Apache attack helicopters flew over the dark desert outside Baghdad in the opening days of the invasion of Iraq in 2003. Equipped with an array of weapons, the U.S. Army’s latest version of the aircraft set out deep into enemy territory during the night to attack the main division defending Baghdad.
Casper native Kevin Christensen flew in a Black Hawk helicopter and directed the mission’s first Apaches into the area through a radio.
But the pilots didn’t know they’d approached the home of the Iraqi air defense corps, and the commanding general was familiar with their strategy. The Iraqi troops were ready to ambush. As the pilots zeroed in on their targets and readied to attack tanks, the lights went out in the suburban area below. The power returned seconds later, along with a hail of artillery from every window and vehicle on the ground, Christensen recalled.
“Suddenly, we went from being the hunter to the hunted,” Christensen recalled. His Black Hawk helicopter from which he was helping to lead the attack took numerous hits. Engines, hydraulics and electrical systems began to fail. One pilot started to lose consciousness after he was wounded in the neck. Christensen didn’t know if everyone would make it out alive.
Despite the surprise attack, the entire squadron was able to fight its way out.
The mission was one of the most intense experiences of Christensen’s life, he said. Now he’s helping retell the night’s story in a documentary.
Strong Eagle Media’s newly-released film “Apache Warrior” tells the story of that mission with real footage from the aircrafts’ tapes along with interviews of those who were there. The film was released in December on the American Heroes Channel, Amazon and iTunes.
“The movie chronicles what happened, and it’s a story of how people who are part of a really tight-knit unit that come together and help each other out to overcome incredible odds,” Christensen said.
Christensen graduated from Kelly Walsh High School and joined the U.S. Army as an aviation officer after earning his electrical engineering degree in 1989 from the University of Wyoming. He deployed twice to Iraq during his 27 years in the Army. He was trained to fly the AH-64 Apache and, at the time of the mission, was the operations officer of the 6th Squadron, 6th Cavalry.

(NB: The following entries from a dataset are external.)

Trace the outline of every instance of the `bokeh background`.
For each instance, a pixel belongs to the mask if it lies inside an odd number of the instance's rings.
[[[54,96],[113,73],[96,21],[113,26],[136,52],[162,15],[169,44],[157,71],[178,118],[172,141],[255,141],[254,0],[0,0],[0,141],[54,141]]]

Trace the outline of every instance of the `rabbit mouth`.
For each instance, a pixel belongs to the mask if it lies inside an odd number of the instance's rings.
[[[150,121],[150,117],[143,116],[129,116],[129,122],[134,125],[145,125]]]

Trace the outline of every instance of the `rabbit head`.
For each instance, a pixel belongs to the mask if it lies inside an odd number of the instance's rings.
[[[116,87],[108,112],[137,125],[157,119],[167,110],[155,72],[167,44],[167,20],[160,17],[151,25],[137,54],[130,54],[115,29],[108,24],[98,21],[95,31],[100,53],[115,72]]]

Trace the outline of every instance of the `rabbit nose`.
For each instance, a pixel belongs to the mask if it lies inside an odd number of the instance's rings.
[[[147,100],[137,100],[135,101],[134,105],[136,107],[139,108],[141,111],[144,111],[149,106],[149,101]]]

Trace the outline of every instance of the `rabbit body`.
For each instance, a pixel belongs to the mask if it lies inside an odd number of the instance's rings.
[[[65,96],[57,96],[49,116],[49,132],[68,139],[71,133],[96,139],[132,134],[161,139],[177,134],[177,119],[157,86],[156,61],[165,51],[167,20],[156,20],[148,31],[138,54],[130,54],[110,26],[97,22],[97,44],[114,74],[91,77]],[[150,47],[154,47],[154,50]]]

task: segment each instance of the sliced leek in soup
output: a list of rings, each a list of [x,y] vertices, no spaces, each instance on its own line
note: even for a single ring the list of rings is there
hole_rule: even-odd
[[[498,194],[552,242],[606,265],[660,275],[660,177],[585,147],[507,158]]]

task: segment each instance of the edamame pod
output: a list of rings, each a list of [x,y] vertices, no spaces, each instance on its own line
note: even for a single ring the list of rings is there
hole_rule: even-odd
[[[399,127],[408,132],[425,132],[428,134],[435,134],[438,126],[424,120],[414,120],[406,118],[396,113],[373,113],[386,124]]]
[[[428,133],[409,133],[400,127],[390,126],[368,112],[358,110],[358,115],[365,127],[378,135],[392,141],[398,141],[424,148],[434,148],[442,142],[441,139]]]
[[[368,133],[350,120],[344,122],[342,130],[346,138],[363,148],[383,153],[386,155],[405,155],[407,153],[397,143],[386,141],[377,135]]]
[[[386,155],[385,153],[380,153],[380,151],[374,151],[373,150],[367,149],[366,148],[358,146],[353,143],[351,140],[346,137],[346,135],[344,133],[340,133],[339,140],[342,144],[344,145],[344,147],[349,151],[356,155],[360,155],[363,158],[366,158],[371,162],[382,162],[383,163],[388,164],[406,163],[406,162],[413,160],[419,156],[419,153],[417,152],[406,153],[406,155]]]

Joshua Lang, an Apache crew chief at the time of the mission who now works in the film industry, contacted Christensen and other former service mates around the country for interviews. He wanted to create a movie about the mission, Christensen said.
“He knew something really fantastic and spectacular had happened, and he thought that people would find the story very interesting and very compelling,” he said.
Producers at Strong Eagle Media agreed and picked up the project with Lang, a co-producer of the film, he added.
The directors researched hundreds of hours of footage and recovered several of the attack pilots’ gun tapes, according to the film’s website. The crew also interviewed Christensen and others who were flying that night.
“This film takes the audience into the cockpit of a squadron of Apache Attack Helicopters during the opening salvo of what would be one of the largest invasions in US and World History,” according to the website.
The film won Best Military Film at the San Diego Film Festival and the directors received the FSU Student Veteran Torchlight Award for Outstanding Achievement in Filmmaking at Florida State University’s Veterans Film Festival.
Christensen retired from the Army as a colonel last year and now works in Washington, D.C., for Lockheed Martin, a defense and aeronautics company, according to his biography on the film website.
His recognitions include the Army Valorous Unit Award and Combat Action Badge as commander of his squadron in Iraq, the Defense Superior Service Medal, Legion of Merit, Bronze Star and Air Medal, and he’s a designated Master Army Aviator, according to the website.
He also earned his master’s degree in operations research and systems analysis from the Florida Institute of Technology and graduated from the Industrial College of the Armed Forces at the National Defense University, the bio states.
Christensen recently bought a house in Casper and plans to relocate the family to his hometown within the year. He’s looking forward to his return and hopes to start a microbrewery with the skills he learned while stationed in Germany for eight years, he said.
He recently watched the film with his wife, Amber Lee, and two children.
“It was kind of a powerful moment with me and my family, for them to see really see for the first time what I had done and what I had been a part of,” he said.
But he agreed to be part of the film not to tell his story, but to help people understand what U.S. troops accomplish and experience, he said. The documentary tells a real-world account of modern warfare by the people who were there without fictionalization, he said.
“I would hope that people who would see the movie would come away with a real sense of pride of what the men and women of the army do in their service,” Christensen said.